The French troops in Bunia, numbering about 400, are the first part of a 1,400-strong international force called in to reinforce 750 U.N. peacekeepers.
Meeting to focus on MIA recovery efforts
The United States, Vietnam, Cambodia and Laos will meet for the first time to discuss working together to locate and repatriate soldiers who remain unaccounted for from the Vietnam War, a top U.S. official on recovery efforts said Friday.
More than 1,850 Americans still are missing from the war, while Vietnam estimates up to 300,000 of its communist soldiers remain unaccounted for. A count has never been given for missing South Vietnamese forces who sided with the United States.
The meeting -- in October in Bangkok, Thailand -- will focus on the teamwork necessary to locate the missing, said U.S. Deputy Assistant Secretary of Defense Jerry D. Jennings, who oversees prisoner of war and missing in action affairs.
Jennings made the announcement during his third visit to Vietnam since being appointed to the position in 2001.
Suspect arrested with nuclear material
Working closely with U.S. agents, police in Thailand arrested a man Friday who was trying to sell them radioactive material that could be used to make "dirty bombs."
Police did not say if the man was suspected of having terrorist connections, and U.S. officials said the material was not destined for weapons to be used against Americans, as originally suspected.
Thai police met Narong Penanam, 44, in the parking lot of a Bangkok hotel, where he gave them a metal container that he said contained uranium, police Col.

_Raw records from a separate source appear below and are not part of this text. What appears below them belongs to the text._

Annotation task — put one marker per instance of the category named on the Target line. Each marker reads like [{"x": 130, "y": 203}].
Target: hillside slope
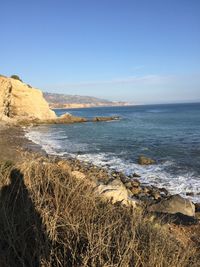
[
  {"x": 20, "y": 101},
  {"x": 76, "y": 101}
]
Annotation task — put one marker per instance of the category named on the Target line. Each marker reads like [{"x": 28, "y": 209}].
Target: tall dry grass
[{"x": 48, "y": 218}]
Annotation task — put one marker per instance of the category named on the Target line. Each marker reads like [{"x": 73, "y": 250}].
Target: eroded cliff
[{"x": 18, "y": 101}]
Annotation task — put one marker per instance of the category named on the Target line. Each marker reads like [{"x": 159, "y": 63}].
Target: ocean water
[{"x": 170, "y": 134}]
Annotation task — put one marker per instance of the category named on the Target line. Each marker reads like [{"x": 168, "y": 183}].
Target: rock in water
[
  {"x": 20, "y": 102},
  {"x": 174, "y": 204},
  {"x": 145, "y": 161}
]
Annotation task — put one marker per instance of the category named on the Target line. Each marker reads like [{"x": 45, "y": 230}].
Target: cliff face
[{"x": 19, "y": 101}]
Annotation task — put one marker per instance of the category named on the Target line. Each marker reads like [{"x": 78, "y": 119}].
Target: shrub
[{"x": 50, "y": 218}]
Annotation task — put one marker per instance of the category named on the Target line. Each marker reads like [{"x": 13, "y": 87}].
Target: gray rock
[
  {"x": 174, "y": 204},
  {"x": 142, "y": 160}
]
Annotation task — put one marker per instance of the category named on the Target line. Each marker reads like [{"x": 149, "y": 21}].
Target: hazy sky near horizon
[{"x": 140, "y": 51}]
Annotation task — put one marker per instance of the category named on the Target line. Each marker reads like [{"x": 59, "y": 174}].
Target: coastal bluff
[{"x": 19, "y": 101}]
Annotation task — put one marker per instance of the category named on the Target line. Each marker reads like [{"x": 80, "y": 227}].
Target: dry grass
[{"x": 50, "y": 219}]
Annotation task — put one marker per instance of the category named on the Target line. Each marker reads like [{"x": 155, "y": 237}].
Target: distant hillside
[{"x": 76, "y": 101}]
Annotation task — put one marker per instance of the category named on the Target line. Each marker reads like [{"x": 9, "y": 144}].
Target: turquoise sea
[{"x": 170, "y": 134}]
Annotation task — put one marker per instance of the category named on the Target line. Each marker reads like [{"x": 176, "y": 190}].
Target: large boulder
[
  {"x": 19, "y": 101},
  {"x": 142, "y": 160},
  {"x": 174, "y": 204},
  {"x": 115, "y": 192}
]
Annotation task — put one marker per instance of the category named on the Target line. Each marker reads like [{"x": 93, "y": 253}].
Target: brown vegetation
[{"x": 49, "y": 218}]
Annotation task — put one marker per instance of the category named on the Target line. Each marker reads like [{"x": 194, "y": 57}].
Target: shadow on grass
[{"x": 23, "y": 240}]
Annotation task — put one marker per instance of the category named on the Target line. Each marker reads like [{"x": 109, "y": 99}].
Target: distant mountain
[{"x": 76, "y": 101}]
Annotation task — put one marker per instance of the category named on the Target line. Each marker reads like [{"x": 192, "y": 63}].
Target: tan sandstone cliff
[{"x": 18, "y": 101}]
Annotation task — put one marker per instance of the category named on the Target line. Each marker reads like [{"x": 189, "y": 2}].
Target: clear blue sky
[{"x": 145, "y": 51}]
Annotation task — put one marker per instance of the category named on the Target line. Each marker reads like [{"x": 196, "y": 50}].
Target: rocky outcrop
[
  {"x": 18, "y": 101},
  {"x": 174, "y": 204},
  {"x": 96, "y": 119},
  {"x": 142, "y": 160},
  {"x": 116, "y": 192}
]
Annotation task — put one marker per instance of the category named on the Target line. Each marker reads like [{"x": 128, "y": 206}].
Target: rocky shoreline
[
  {"x": 180, "y": 216},
  {"x": 112, "y": 185}
]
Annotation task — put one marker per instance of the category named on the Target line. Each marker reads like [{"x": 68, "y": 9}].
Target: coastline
[
  {"x": 84, "y": 106},
  {"x": 61, "y": 185},
  {"x": 14, "y": 144}
]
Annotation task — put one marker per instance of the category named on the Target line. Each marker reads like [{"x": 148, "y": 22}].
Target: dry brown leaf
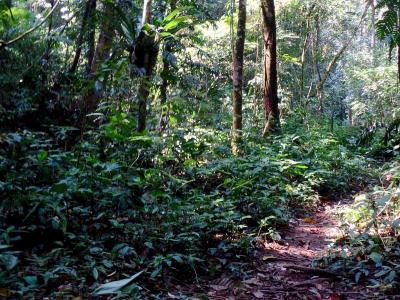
[
  {"x": 4, "y": 292},
  {"x": 254, "y": 281},
  {"x": 310, "y": 221},
  {"x": 258, "y": 295},
  {"x": 268, "y": 257},
  {"x": 218, "y": 287}
]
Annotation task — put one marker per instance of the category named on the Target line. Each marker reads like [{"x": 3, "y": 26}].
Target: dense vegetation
[{"x": 149, "y": 143}]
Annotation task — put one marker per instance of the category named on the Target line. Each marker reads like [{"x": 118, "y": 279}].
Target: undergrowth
[{"x": 78, "y": 211}]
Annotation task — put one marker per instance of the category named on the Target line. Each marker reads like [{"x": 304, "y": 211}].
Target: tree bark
[
  {"x": 168, "y": 49},
  {"x": 338, "y": 56},
  {"x": 91, "y": 39},
  {"x": 145, "y": 58},
  {"x": 102, "y": 53},
  {"x": 270, "y": 68},
  {"x": 79, "y": 44},
  {"x": 238, "y": 78}
]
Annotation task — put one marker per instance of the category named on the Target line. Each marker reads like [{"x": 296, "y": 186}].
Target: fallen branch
[{"x": 315, "y": 271}]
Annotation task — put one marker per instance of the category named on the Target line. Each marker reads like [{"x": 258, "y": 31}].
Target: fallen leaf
[
  {"x": 5, "y": 292},
  {"x": 310, "y": 220},
  {"x": 218, "y": 287},
  {"x": 252, "y": 281},
  {"x": 268, "y": 257},
  {"x": 334, "y": 297},
  {"x": 258, "y": 295}
]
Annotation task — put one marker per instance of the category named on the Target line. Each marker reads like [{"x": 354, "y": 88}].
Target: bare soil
[{"x": 285, "y": 270}]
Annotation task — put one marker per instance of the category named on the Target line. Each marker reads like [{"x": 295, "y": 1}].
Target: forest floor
[{"x": 282, "y": 270}]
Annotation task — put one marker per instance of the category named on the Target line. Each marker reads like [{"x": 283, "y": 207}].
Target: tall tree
[
  {"x": 101, "y": 54},
  {"x": 145, "y": 58},
  {"x": 270, "y": 67},
  {"x": 87, "y": 14},
  {"x": 238, "y": 77},
  {"x": 338, "y": 55},
  {"x": 165, "y": 75}
]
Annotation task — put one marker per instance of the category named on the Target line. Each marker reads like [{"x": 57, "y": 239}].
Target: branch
[
  {"x": 4, "y": 44},
  {"x": 332, "y": 64}
]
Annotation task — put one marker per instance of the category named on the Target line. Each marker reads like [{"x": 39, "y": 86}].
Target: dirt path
[{"x": 283, "y": 270}]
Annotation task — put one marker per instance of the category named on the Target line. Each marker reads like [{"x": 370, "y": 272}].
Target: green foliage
[
  {"x": 369, "y": 248},
  {"x": 152, "y": 205}
]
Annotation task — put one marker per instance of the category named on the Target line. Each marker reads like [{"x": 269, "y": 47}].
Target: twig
[
  {"x": 4, "y": 44},
  {"x": 316, "y": 271}
]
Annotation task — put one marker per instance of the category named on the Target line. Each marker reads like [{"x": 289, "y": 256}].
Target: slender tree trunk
[
  {"x": 91, "y": 39},
  {"x": 304, "y": 51},
  {"x": 338, "y": 56},
  {"x": 238, "y": 78},
  {"x": 316, "y": 62},
  {"x": 270, "y": 68},
  {"x": 398, "y": 47},
  {"x": 145, "y": 58},
  {"x": 168, "y": 48},
  {"x": 102, "y": 53},
  {"x": 79, "y": 44}
]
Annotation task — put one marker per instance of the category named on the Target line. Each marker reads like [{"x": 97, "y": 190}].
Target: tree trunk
[
  {"x": 168, "y": 48},
  {"x": 238, "y": 77},
  {"x": 270, "y": 68},
  {"x": 91, "y": 39},
  {"x": 398, "y": 47},
  {"x": 338, "y": 56},
  {"x": 79, "y": 44},
  {"x": 145, "y": 58},
  {"x": 102, "y": 53}
]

Pisit Pisutisak said.
Narong -- who said he got the material from neighboring Laos and that his contacts there had more -- was expecting to sell it for $240,000.
An analysis of the material revealed it was not uranium but an industrial material suitable for making dirty bombs, which spread radioactive chemicals over a wide area.
Narong was charged with illegal possession of nuclear materials, punishable by up to a year in prison and a fine of $240.
Liberian parties meet for cease-fire talks
Liberia's warring parties tried to hammer out details of a cease-fire Friday, while medics struggled to treat growing numbers of casualties in Liberia's rebel-besieged capital.
Government officials said days of fighting had left at least 300 dead.
"We are making very good progress. We are hopeful of signing a cease-fire document tomorrow," said Mohamed Ibn Chambas, executive secretary of the regional bloc arranging the peace conference in Akosombo, 75 miles northeast of Ghana's capital, Accra.
Liberia's main insurgency group, Liberians United for Reconciliation and Democracy, has surrounded Monrovia, the last stronghold of Charles Taylor, in its strongest drive yet to drive the warlord-turned-president from power.